Haskell infix syntax

KennyTM~ kennytm at gmail.com
Mon Mar 7 06:42:31 PST 2011


On Mar 7, 11 21:44, spir wrote:
> On 03/07/2011 02:05 PM, Jacob Carlborg wrote:
>> You could implement operator overloading without any special
>> cases/support in
>> the language, like Scala does. In Scala
>>
>> 3 + 4
>>
>> Is syntax sugar for:
>>
>> 3.+(4)
>>
>> It's possible because of the following three reasons:
>>
>> * Everything is an object
>> * Method names can contain other characters than A-Za-z_
>> * The infix syntax discussed in this thread
>>
>> Implementing operator overloading like this also allows you to add new
>> operators and not just overloading existing ones.
>
> We could give a standard name to each character in an allowed class, so
> that
> x !%# y
> maps to
> x.opBangPercentHash(y);
> ;-)

The current opBinary syntax already allows this ;)
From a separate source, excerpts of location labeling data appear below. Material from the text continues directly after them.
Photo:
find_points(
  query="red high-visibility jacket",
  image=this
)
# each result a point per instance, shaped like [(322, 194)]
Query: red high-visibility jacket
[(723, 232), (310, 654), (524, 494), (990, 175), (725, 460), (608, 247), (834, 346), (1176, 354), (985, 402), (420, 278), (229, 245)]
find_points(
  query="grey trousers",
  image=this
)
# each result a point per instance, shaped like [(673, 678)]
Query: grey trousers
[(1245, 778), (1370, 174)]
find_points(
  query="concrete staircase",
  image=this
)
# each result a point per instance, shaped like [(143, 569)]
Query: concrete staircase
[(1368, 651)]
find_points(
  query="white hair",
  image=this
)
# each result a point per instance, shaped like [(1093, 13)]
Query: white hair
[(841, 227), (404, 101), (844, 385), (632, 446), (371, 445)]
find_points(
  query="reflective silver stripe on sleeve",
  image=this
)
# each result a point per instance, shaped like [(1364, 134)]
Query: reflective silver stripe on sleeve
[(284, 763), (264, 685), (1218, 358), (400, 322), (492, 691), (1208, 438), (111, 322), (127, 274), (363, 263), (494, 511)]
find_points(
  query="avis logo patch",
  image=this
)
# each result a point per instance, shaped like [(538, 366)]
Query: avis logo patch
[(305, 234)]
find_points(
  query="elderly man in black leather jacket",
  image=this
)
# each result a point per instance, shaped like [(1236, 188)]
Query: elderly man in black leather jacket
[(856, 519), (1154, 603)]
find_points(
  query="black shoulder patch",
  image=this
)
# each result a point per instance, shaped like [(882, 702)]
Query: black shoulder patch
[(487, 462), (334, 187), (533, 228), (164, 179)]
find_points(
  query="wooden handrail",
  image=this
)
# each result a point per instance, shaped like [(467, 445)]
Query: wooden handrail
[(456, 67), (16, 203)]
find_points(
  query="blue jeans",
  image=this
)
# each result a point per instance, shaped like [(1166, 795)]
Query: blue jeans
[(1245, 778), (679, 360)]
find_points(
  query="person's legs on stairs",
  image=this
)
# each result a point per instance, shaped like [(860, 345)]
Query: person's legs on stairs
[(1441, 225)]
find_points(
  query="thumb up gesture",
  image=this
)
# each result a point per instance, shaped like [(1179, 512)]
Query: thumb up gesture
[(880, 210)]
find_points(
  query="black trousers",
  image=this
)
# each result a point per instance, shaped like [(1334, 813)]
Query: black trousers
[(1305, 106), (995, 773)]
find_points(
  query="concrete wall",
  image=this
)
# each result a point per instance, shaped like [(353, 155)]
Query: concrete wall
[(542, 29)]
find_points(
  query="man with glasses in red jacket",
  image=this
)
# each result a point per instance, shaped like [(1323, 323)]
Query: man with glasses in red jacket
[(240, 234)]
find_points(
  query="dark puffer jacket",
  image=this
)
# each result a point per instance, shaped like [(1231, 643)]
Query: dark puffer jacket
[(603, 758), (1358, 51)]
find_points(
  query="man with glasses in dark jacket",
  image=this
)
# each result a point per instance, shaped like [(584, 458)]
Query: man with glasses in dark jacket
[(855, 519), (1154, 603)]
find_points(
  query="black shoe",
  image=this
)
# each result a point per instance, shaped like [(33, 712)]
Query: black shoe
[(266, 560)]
Bar opBinary(string op:"!%#")(Foo y) const {
   ...
}

> Another solution is to specify operators in method defs:
> X opBangPercentHash as "!%#" (X y) {...}
> Or even use them directly there:
> X !%# (X y) {...}
> possibly with an annotation to warn the parser:
> @operator X !%# (X y) {...}
> In any case, /this/ is not a big deal to manage in symbol tables, since
> an operator is just a string like (any other) name. The big deal is to
> map such features to builtin types, I guess (which are not object types).
>

The big deal is it makes parsing more difficult (precedence and 
associativity need to be determined) with no significant benefit.